You're cost-sensitive at scale — Grok 4.1 Fast runs ~96% cheaper on a blended in+out token mix, compounding into thousands of dollars per month at production volume. Your workload needs long context — Grok 4.1 Fast fits 2,000,000 tokens versus the other model's 200,000, enough headroom for full books, large codebases, or 100+ page documents in one shot. Your agent listens to calls or voice notes — Grok 4.1 Fast accepts audio input directly, the other requires an ASR preprocessing hop. Your tasks involve multi-step planning or math-heavy reasoning — Grok 4.1 Fast ships a native reasoning mode that explicitly thinks before responding, the other doesn't. You re-send the same large system prompt across requests — Grok 4.1 Fast supports prompt caching, cutting input cost on repeat hits.

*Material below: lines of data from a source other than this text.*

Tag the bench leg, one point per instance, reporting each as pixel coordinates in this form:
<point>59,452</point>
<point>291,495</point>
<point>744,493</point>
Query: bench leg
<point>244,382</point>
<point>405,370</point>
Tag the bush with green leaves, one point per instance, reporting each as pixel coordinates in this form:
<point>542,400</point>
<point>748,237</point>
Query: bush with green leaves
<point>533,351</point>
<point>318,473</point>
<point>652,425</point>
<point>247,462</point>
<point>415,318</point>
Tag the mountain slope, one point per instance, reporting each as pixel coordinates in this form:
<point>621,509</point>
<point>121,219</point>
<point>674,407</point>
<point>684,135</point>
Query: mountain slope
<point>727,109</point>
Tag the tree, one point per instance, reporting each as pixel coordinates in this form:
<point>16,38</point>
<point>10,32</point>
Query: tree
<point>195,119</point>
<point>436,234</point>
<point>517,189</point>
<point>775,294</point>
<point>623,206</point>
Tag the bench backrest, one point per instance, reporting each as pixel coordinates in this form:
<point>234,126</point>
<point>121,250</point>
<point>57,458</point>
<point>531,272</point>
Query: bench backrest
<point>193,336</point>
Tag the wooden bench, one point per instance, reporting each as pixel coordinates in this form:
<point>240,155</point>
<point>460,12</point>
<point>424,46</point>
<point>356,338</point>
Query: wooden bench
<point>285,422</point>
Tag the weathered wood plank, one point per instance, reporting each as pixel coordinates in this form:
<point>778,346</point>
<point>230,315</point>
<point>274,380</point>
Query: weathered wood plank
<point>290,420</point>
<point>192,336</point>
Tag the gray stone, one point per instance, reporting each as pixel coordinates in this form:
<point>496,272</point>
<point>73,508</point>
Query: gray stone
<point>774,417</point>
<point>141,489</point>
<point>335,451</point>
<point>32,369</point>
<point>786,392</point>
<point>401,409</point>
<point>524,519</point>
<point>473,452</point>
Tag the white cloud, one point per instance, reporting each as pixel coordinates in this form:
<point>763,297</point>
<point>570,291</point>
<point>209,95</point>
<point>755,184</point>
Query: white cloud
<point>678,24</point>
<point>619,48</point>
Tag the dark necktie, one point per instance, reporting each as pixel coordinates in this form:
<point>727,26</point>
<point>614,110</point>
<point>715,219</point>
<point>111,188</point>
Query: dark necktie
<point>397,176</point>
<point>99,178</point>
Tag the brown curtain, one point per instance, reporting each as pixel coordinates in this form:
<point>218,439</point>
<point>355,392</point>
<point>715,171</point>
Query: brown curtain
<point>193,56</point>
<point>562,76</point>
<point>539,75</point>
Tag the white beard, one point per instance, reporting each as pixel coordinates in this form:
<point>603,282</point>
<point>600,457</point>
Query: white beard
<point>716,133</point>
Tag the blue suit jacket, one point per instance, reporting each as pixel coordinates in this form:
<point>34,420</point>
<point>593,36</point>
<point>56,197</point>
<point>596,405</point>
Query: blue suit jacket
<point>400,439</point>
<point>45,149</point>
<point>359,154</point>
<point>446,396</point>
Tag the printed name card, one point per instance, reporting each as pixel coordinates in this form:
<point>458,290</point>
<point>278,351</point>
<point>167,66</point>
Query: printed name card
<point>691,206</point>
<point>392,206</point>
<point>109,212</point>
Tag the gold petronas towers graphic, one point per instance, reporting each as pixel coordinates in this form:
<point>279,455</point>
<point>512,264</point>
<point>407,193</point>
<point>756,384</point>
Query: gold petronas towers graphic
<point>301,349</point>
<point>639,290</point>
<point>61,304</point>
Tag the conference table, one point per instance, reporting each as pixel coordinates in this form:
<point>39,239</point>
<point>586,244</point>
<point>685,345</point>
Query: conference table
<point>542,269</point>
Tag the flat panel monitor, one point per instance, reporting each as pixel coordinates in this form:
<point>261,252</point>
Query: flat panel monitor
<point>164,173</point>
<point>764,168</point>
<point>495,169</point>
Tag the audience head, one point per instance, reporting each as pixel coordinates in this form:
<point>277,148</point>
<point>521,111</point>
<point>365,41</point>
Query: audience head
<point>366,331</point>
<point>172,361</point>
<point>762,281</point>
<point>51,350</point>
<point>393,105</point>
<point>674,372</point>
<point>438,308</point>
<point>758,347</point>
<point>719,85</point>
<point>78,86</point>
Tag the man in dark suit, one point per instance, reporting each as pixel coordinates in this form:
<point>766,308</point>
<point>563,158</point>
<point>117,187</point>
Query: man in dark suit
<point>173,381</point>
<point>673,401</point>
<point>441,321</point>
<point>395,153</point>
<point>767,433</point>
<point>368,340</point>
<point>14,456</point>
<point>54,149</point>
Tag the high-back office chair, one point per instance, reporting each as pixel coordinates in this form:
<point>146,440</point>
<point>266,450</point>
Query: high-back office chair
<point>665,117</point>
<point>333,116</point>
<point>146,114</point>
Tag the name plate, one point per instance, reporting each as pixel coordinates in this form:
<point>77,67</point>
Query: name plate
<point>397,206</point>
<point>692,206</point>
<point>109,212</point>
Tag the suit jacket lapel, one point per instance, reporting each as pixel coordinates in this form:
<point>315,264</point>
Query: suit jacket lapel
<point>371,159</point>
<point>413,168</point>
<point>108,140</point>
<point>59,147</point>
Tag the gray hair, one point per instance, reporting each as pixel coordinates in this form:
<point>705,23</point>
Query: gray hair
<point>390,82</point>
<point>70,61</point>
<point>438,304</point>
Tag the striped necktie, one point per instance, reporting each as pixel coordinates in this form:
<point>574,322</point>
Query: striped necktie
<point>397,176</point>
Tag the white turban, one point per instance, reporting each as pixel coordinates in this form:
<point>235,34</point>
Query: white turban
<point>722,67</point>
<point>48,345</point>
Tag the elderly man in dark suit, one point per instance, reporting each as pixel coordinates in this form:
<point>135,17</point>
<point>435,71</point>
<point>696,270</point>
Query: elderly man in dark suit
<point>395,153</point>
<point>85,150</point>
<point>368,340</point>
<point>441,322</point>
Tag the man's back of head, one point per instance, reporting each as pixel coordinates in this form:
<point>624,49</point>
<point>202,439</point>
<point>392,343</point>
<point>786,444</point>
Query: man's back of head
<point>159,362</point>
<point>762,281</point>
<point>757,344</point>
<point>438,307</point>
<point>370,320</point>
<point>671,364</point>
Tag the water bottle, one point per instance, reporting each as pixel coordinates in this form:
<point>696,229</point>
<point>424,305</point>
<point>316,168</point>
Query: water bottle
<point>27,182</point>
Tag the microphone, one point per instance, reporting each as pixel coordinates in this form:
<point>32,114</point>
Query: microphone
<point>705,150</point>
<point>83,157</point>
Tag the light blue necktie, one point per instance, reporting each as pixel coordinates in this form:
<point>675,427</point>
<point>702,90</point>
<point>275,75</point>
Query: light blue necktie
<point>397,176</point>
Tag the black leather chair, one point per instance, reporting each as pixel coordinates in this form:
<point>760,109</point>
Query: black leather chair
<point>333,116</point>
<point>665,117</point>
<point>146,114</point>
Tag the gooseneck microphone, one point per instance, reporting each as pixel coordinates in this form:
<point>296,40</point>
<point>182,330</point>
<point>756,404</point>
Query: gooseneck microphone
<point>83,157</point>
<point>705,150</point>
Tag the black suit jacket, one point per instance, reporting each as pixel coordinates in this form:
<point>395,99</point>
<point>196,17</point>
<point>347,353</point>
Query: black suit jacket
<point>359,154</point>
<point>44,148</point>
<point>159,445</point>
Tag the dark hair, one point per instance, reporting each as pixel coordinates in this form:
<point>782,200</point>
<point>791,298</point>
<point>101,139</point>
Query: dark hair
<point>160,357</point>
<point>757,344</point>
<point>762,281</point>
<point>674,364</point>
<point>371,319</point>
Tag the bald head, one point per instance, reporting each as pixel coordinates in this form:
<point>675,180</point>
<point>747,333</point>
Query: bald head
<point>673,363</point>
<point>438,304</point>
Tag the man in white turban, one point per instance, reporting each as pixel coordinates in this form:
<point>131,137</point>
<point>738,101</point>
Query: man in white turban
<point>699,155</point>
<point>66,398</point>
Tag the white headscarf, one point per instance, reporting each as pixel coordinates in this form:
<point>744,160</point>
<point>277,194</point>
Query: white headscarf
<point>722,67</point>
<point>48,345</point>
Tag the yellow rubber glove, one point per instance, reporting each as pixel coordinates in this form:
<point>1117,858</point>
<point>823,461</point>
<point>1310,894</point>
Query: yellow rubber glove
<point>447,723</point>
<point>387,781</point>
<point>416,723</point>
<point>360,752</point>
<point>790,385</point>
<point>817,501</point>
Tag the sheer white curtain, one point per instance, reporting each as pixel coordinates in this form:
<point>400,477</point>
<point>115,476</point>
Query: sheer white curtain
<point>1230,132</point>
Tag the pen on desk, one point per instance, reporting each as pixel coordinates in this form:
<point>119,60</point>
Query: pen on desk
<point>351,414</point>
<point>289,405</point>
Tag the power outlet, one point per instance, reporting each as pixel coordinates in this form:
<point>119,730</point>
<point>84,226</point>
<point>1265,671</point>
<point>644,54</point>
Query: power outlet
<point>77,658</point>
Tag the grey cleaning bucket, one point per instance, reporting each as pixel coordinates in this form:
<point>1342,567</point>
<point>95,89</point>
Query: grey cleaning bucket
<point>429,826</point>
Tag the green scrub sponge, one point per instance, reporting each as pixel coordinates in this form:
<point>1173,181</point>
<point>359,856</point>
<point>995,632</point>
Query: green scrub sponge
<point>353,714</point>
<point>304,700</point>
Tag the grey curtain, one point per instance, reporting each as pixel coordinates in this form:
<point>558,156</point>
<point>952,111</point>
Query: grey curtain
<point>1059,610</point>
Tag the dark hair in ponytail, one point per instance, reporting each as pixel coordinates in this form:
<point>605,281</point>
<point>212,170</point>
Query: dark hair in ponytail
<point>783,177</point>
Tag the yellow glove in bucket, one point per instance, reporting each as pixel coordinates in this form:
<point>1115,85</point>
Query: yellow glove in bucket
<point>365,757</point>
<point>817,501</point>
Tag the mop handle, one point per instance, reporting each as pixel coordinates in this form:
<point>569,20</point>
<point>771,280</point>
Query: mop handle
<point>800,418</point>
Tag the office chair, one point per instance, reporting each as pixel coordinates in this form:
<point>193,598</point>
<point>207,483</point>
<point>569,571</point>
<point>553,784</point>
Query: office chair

How do I A/B test Claude 3.5 Sonnet v2 (2024-10-22) against Grok 4.1 Fast in production?

Route both through an OpenAI-compatible gateway like Future AGI Agent Command Center with shadow mode enabled. Send 100% of traffic to your primary model, mirror 10–20% to the candidate, score every response with an evaluator (faithfulness, tool-call correctness, response time), and compare cohort-level metrics for two weeks. Switch when the candidate wins on the metrics that matter to your workload and stays within your latency budget.